Flowing through timeIN her catalog essay "Formal, Cool, Dense: Graphic Design in Los Angeles at Midcentury," Wild defines "Cool" as "detached but smart, imaginative but not over-worked." Those values were in evidence on a recent afternoon at OCMA in Newport Beach as Armstrong huddled with collector Michael Boyd to fine-tune the placement of his vintage furnishings. Pointing to an assortment of the Eames' classic molded-plywood chairs that appear to float, three high and five across, perched on a grid of tastefully muted square panes, Boyd says, "As we installed this stuff, we noticed that all these pieces are such open forms that you can see through them. There's a transparency to this work, so to convey that idea in the way we display them, we had to go for maximum airiness."
The exhibition is laid out in straightforward fashion, with separate galleries devoted to decorative arts, paintings and jazz, plus an entry space that includes paintings and iconic Shulman photographs.
"I was trying to find an elegant way to completely intersperse all the disciplines and the timeline material," Armstrong says. She had considered a more theatrical approach for the exhibition by re-creating, for example, a 1950s-era recording studio. "But at one of our earliest meetings, the design consultants urged me to keep the different areas separate."
Ultimately she opted for the approach articulated by architect Fisher. "You want to use the most minimal means to connect the space with the material that you're putting in it."
Walking through the galleries, Armstrong points out understated period touches. Midcentury furnishings are arrayed on a cork platform in homage to the flooring material favored by architect Neutra and featured in the Eames' own home. Reproductions of Eero Saarinen's classic molded-fiberglass chairs offer jazz lounge visitors a resting place for listening to vintage jazz amid Claxton photos and a wall of album covers.
Even with the viewing areas segregated by subject, connections abound. In an adjoining gallery a few feet from the Eames' "surfboard" coffee table sits Benjamin's 1957 "Black Pillars," featuring oblong shapes that echo the designers' low-to-the-ground ovoid table.
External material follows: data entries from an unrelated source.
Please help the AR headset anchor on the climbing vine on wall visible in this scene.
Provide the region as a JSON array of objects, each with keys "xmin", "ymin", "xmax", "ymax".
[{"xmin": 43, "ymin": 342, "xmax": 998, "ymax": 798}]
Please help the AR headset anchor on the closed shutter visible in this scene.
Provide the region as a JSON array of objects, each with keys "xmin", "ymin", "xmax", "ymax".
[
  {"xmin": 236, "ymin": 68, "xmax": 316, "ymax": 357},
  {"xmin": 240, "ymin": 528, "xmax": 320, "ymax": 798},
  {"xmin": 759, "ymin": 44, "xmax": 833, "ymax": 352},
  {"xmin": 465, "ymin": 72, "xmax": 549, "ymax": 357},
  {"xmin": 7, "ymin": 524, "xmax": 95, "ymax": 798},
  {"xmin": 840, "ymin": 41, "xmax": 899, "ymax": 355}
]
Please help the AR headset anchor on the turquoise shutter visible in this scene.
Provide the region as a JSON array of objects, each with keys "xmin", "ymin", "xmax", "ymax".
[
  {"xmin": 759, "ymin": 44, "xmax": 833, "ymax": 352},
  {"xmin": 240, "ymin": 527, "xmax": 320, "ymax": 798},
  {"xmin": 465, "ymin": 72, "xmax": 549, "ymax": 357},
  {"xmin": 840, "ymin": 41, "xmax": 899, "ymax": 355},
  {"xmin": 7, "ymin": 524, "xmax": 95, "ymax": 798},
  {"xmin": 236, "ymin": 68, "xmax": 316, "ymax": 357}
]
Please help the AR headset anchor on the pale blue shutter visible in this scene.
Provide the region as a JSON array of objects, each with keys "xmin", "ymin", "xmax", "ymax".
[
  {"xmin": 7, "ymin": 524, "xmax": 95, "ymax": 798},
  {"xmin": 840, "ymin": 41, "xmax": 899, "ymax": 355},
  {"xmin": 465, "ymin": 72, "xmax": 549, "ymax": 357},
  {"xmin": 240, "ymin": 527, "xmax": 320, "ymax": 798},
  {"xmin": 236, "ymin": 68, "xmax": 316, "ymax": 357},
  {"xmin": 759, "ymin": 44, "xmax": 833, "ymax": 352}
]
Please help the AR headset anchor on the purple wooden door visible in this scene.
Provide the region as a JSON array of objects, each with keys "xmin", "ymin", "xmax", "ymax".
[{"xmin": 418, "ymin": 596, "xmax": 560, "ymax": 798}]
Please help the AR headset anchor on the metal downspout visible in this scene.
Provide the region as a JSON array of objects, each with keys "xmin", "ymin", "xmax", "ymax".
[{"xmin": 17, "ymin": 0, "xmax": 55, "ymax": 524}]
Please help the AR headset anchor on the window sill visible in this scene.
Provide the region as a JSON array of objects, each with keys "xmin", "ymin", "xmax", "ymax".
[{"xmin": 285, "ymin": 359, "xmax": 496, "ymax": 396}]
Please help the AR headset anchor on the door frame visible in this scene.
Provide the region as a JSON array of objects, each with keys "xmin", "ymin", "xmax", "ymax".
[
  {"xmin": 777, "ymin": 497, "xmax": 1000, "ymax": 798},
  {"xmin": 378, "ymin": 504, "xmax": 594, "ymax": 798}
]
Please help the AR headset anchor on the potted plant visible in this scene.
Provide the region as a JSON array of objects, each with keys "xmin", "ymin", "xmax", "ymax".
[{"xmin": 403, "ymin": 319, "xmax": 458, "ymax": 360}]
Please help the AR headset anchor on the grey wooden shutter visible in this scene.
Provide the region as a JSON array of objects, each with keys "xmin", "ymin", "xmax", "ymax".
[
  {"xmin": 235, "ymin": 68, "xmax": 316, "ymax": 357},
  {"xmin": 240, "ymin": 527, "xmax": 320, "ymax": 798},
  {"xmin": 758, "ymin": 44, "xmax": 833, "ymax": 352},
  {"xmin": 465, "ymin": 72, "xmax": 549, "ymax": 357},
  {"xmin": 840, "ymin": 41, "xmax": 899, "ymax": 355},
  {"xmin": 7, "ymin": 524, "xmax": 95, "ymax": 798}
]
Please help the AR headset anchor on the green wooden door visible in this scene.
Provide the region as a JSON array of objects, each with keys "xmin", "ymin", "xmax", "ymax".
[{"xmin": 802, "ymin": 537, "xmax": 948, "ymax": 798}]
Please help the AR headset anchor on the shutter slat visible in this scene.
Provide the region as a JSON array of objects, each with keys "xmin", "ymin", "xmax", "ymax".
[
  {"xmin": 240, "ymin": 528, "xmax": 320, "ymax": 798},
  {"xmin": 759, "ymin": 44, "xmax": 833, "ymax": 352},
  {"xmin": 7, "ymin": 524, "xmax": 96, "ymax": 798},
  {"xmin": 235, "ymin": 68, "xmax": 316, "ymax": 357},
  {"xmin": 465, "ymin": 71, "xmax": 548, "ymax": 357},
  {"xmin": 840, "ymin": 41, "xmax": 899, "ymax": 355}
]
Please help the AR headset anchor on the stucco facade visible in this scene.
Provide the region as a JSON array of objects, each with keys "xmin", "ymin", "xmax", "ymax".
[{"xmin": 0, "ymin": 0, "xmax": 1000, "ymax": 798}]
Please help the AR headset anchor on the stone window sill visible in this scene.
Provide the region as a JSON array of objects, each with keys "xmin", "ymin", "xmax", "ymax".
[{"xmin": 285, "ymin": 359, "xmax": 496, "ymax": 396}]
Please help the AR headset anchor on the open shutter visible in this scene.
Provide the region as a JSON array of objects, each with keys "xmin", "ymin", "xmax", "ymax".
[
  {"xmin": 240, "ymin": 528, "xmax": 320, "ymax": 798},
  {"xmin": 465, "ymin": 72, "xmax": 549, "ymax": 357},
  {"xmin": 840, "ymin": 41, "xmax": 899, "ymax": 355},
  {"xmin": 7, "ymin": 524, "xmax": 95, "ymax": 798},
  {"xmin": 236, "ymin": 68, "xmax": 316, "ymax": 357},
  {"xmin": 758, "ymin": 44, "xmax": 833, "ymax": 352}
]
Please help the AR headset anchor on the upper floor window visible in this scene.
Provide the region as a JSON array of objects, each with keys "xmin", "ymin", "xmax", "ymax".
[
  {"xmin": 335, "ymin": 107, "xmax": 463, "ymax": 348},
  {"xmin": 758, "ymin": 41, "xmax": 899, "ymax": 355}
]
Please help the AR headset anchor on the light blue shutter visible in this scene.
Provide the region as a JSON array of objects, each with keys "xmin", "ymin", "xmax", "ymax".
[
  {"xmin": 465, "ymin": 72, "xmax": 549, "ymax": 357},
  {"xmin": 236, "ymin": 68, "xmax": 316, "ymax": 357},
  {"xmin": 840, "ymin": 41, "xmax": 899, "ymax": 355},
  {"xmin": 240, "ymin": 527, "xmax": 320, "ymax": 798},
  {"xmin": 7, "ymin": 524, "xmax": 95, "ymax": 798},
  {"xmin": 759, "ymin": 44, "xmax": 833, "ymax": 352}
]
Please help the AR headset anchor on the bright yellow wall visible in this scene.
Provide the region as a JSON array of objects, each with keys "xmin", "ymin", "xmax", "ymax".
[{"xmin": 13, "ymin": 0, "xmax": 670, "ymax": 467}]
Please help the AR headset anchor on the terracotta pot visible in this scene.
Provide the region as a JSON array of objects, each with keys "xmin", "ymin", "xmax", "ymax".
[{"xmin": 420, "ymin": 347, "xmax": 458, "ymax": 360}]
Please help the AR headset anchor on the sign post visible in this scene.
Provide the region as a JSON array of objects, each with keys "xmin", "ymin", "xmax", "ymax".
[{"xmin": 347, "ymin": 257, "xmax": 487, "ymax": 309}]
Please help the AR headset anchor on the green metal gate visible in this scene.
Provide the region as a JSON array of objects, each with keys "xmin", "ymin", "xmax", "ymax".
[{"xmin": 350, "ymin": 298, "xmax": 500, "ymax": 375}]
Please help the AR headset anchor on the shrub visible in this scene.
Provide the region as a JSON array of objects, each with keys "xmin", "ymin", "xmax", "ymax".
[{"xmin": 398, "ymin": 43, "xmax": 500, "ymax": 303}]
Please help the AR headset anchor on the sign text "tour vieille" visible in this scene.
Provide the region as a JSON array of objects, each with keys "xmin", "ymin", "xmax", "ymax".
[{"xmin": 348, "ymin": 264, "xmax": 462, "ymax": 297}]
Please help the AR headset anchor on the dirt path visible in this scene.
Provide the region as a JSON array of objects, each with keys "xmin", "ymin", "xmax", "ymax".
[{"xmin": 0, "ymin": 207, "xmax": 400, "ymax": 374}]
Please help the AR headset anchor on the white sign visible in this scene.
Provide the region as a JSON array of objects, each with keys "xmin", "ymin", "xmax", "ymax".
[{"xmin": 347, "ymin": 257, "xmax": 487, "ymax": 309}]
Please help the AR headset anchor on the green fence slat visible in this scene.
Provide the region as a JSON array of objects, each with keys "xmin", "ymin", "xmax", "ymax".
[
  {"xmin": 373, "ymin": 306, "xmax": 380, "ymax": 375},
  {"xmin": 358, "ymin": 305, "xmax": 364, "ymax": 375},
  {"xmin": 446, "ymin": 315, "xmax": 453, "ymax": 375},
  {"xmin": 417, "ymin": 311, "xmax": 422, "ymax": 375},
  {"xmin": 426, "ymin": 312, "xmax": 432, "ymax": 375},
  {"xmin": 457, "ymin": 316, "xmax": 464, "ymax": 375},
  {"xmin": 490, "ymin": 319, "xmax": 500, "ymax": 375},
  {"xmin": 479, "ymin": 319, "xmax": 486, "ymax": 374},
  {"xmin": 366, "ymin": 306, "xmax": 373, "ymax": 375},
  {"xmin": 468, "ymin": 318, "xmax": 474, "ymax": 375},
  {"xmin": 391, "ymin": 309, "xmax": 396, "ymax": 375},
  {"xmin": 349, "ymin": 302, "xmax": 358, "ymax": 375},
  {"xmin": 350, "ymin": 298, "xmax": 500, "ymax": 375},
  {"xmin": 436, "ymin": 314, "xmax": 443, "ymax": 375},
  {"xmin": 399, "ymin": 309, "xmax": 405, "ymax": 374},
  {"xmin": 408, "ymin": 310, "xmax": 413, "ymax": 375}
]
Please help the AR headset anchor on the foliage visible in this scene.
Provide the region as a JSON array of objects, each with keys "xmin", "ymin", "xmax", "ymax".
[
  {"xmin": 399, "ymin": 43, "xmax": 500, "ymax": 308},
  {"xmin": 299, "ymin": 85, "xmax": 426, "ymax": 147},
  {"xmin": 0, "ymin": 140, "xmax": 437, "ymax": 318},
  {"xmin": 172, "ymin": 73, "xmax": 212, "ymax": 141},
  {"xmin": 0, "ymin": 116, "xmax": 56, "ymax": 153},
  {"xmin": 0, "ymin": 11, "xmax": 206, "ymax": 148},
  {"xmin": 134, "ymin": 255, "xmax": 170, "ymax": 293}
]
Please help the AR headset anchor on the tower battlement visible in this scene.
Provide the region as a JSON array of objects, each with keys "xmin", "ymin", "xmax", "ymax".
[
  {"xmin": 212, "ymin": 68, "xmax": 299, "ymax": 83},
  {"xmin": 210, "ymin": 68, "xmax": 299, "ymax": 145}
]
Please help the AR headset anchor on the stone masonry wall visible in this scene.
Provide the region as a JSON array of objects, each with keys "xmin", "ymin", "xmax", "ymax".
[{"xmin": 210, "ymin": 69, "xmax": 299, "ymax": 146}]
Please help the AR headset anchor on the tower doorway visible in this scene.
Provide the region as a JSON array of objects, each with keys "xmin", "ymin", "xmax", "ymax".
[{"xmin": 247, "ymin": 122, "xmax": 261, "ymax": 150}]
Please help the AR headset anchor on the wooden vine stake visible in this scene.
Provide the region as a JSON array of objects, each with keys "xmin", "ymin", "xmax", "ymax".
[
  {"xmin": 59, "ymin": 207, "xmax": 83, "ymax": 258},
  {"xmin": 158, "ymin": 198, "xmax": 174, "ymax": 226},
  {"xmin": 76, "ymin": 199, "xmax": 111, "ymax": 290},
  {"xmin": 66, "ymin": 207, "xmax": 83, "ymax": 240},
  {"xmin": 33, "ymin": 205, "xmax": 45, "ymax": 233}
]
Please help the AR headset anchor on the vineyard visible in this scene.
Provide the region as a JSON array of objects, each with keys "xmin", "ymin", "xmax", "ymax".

In the jazz lounge, muted yellow, red and blue vertical rectangles superimposed on a "Chet Baker Sings" album cover mirror Feitelson's 1954 painting "Magical Space Forms: Stripes" propped against a nearby wall.
As an Eames short film flickers silently on the gallery wall behind her, Armstrong pauses in her afternoon rounds to take it all in. "What's most important about the show," she says, "is that we're revisiting this period as broadly as we can within a sensibility. Hopefully, we really capture the zeitgeist of this period in postwar America where you had, I think, this sense of overall confidence. If you look at the art of the moment, pretty much every serious artist is dealing with global chaos and huge political and environmental issues. It's such a different world now, but the appealing parts of it, the design parts for sure, still pull us in."